Secara umum, full wave retctifier berfungsi untuk menyelaraskan semua siklus gelombang. Entah yang merupakan jenis gelombang positif, maupun jenis gelonbang negatif. Dalam pembuatannya, full wave retcifier biasanya menggunakan dua, hingga empat buah dioda.

Pada rangkaian penyearah gelombang penuh dengan filter kapasitor, untuk membuatnya Anda membutuhkan dioda sebanyak dua buah.  Namun jika menggunakan 4 buah dioda pada rangkaian. Maka hal tersebut hanya dapat dilakukan bila Anda menggunakan jenis transformator non CT (center tap).

Fungsi Penyearah Gelombang Penuh

Pada berbagai rangkaian elektronika, Anda pastinya sering mendapati adanya penyearah gelombang. Untuk jenis penyearah gelombang penuh, Anda bisa mendapatinya pada power supply.

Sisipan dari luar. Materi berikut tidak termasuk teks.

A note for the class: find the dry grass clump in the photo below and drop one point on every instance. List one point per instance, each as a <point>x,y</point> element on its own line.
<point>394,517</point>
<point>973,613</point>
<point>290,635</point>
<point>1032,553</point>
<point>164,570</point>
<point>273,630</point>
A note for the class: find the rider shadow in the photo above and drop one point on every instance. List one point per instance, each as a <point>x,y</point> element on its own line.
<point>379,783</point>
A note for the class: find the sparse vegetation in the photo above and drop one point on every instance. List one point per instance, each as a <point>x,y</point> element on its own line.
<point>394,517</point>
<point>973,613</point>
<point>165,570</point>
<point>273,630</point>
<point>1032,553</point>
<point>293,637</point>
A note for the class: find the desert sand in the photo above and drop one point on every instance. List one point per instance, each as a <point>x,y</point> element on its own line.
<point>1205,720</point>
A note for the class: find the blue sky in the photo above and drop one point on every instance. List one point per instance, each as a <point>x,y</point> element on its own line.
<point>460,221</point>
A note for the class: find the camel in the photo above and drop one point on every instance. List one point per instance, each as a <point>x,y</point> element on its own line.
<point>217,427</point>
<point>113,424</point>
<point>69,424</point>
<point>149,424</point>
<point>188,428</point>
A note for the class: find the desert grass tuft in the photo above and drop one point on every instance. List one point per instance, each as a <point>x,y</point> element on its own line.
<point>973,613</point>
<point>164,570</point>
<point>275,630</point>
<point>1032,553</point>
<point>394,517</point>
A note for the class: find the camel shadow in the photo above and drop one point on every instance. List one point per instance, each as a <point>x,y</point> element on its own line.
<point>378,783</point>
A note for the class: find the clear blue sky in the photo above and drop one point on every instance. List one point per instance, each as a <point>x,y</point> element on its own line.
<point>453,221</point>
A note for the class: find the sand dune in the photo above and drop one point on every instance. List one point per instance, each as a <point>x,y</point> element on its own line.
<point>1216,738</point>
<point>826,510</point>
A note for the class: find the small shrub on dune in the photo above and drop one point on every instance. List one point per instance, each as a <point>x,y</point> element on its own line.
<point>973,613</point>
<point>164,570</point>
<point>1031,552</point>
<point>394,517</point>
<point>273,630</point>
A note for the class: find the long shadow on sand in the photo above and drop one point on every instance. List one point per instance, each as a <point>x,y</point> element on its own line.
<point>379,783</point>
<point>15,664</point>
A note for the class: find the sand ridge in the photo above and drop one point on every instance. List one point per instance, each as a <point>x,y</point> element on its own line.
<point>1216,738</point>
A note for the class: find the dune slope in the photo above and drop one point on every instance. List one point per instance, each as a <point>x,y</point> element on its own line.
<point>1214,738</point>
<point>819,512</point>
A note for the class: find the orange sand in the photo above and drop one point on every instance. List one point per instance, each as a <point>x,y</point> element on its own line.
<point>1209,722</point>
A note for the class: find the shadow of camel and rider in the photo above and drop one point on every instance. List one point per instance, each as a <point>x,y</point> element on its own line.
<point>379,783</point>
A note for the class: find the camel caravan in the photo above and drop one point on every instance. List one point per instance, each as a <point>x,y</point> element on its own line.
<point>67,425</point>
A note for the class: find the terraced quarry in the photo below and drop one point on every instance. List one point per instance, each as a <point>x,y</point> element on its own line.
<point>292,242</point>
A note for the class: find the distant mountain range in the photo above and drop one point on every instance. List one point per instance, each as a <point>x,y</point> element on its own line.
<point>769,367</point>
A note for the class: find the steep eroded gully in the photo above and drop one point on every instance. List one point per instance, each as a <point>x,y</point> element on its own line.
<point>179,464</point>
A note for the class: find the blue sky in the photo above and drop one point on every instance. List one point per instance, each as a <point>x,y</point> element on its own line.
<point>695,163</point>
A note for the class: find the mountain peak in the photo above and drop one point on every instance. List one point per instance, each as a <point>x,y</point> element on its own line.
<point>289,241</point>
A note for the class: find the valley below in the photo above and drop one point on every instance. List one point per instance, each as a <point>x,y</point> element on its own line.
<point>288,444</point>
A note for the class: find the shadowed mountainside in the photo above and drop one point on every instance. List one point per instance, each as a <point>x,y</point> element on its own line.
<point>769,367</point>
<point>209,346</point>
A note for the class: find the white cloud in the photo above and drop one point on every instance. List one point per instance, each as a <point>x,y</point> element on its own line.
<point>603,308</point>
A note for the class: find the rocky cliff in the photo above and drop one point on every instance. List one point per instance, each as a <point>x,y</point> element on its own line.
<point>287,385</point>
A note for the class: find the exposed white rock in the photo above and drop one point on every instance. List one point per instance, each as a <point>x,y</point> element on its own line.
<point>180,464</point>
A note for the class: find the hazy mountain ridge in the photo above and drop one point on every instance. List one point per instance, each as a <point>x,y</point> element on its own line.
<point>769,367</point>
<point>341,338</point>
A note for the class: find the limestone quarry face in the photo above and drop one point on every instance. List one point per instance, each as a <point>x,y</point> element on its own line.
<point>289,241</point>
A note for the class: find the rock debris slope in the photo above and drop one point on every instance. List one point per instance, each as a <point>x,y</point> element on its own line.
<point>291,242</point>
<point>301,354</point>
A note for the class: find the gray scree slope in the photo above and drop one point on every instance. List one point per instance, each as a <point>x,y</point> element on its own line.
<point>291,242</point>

Secara umum, fungsi penyearah gelombang penuh adalah sebagai berikut:

  • Berlaku untuk menyearahkan jenis tegangan arus AC menjadi DC yang dibutuhkan oleh berbagai perangkat elektronik.
  • Digunakan untuk semua elemen elektronika, terutama bagian power supply.
  • Penyearah gelombang ini membantu perangkat elektronik untuk mendapatkan arus DC yang bersih dan bebas noise.
  • Penyearah gelombang penuh membantu perangkat elektronik untuk mendapatkan tegangan yang stabil dan lain sebagainya.

Cara Kerja Penyearah Gelombang Penuh

prinsip kerja penyearah gelombang
prinsip kerja penyearah gelombang

Prinsip kerja penyearah gelombang penuh yaitu dilakukan dengan cara menyearahkan gelombang yang memiliki perbedaan fasa pada dua terminalnya.  Yang mana proses penyerahan ini dilakukan dengan menggunakan bantuan dioda yang terdapat di dalam rangkaian tersebut.

Baik jenis penyearah yang menggunakan 2 dioda, maupun 4 dioda sebenarnya memiliki cara kerja yang tidak jauh berbeda. Dimana pada komponen elektronika tersebut, transformator berperan penting untuk menghasilkan tegangan CT.

Kemudian tegangan CT yang dihasilkan pada lilitan ini nantinya akan membentuk gelombang sinus dengan fase yang berlawanan. Dimana satu lilitan akan berisi gelombang dengan fase yang sama dengan inputnya. Kemudian lilitan lain akan menghasilkan jenis tegangan yang berkebalikan dengan nilai input. Lalu, kedua jenis gelombang yang dihasilkan pada masing-masing lilitan akan disearahkan. Yang mana cara kerjanya dengan memanfaatkan peran dioda yang terdapat pada rangkaian tersebut.

Jenis-jenis Penyearah Gelombang

Penyearah gelombang merupakan komponen yang sering terdapat pada berbagai perangkat elektronik. Salah satu contoh alat elektronik yang menggunakan peran retcifier adalah catu daya.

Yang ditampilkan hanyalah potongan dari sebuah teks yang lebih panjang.